MOSS Video and Audio | EmpirioLabs AI Docs

OpenMOSS · Video Generation

POST /v1/videos/generations

Open-source 32B MoE foundation model that generates synchronized video and audio in one inference step with precise dual-tower lip-sync.

At a glance

Field	Value
Model id	`moss-video-and-audio`
Model release date	2026-01-29
Input modalities	Text, Image
Output modalities	Video, Audio
Context window	-
Weight precision	-
Features	audio_sync, lipsync
Native inference	Yes
New	No
Supported endpoints	`POST /v1/videos/generations`
Alternate model ids	`moss-video-audio`, `openmoss/video-audio`

Pricing

Charge	Spec	Rate
360p Video	per video	$0.17
720p Video	per video	$2.82
T2V Fast	additional fee	$0.065
T2V Quality	additional fee	$0.13

Example request

$ curl https://api.empiriolabs.ai/v1/videos/generations \
>   -H 'Authorization: Bearer $EMPIRIOLABS_API_KEY' \
>   -H 'Content-Type: application/json' \
>   -d '{"model": "moss-video-and-audio", "prompt": "sunrise over the ocean", "duration": 6}'

Parameters

Parameter	Type	Required	Default	Description
`prompt`	string	yes	-	Scene description. With image attached, becomes an image-to-video prompt.
`mode`	enum	no	`"t2v"`	t2v: pure text-to-video. i2v: animate the attached image. · Allowed: `t2v`, `i2v`
`resolution`	enum	no	`"720p"`	720p uses a separate higher-VRAM endpoint. · Allowed: `360p`, `720p`
`aspect_ratio`	enum	no	`"landscape"`	MOSS only supports landscape (16:9) and portrait (9:16). · Allowed: `landscape`, `portrait`
`duration`	number	no	`8`	Clip length in seconds.
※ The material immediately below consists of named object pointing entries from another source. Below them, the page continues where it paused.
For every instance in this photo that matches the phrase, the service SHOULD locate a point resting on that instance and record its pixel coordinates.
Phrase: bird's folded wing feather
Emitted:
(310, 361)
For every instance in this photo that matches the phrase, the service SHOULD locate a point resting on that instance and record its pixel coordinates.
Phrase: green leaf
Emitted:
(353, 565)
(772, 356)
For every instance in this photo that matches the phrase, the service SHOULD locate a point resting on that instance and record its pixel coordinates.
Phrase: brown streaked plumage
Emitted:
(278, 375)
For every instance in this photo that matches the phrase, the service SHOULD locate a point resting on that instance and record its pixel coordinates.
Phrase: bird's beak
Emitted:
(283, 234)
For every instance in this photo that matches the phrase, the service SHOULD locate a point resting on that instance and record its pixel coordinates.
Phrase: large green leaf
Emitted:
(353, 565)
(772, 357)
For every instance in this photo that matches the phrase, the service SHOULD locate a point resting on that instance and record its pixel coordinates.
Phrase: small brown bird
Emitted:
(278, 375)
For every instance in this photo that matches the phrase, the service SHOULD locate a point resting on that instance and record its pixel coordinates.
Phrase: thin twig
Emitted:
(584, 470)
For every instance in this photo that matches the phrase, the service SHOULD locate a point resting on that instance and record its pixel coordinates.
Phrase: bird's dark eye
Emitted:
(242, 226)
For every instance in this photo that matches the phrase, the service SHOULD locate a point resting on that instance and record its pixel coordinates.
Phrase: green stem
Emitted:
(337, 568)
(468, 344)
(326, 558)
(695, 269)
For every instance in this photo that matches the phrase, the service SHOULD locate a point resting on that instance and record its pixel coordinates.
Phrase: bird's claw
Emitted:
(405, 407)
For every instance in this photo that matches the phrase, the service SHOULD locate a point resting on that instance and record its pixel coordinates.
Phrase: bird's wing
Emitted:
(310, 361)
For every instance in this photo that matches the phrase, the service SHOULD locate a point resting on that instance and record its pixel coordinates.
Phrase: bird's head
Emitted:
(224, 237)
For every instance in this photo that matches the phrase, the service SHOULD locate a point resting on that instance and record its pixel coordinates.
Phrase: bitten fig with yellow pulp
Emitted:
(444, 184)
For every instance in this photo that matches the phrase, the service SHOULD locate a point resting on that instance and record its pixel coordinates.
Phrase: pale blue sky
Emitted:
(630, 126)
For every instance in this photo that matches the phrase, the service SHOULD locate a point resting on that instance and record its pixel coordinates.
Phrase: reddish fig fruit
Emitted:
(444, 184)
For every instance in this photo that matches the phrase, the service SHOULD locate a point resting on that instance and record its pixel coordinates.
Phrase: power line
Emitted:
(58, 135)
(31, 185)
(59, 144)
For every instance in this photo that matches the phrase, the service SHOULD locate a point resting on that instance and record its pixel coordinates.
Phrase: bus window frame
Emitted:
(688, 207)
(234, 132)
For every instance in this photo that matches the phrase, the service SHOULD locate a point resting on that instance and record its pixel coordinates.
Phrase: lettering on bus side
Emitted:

The upstream model is hard-capped at 8s. · Range: 2 – 8
`t2v_quality`	enum	no	`"quality"`	Text-to-video only. fast trades fidelity for ~2× speed. · Allowed: `fast`, `quality`
`num_inference_steps`	number	no	`25`	Diffusion steps. More = higher fidelity, slower. · Range: 10 – 50
`cfg_scale`	number	no	`5.0`	Classifier-free guidance. Higher = follows prompt more strictly. · Range: 1.0 – 10.0
`sigma_shift`	number	no	`5.0`	Schedule shift. Only valid when resolution=360p. · Range: 1.0 – 10.0
`image`	string	no	-	Reference image URL for i2v mode.
`negative_prompt`	string	no	`""`	What to avoid.
`seed`	number	no	-	Reproducibility seed.

Notes

32B-parameter MoE with synchronized lip-sync video + audio in a single inference.

Constraints

Generation can take 20+ minutes
Image-to-Video typically yields superior results to text-to-video
Only 1 image supported (used as the first frame)
Video inputs NOT supported

Image formats

jpg, jpeg, png, webp, heic, heif, bmp, tiff, tif, gif

Machine-readable schema: GET https://api.empiriolabs.ai/v1/models/moss-video-and-audio.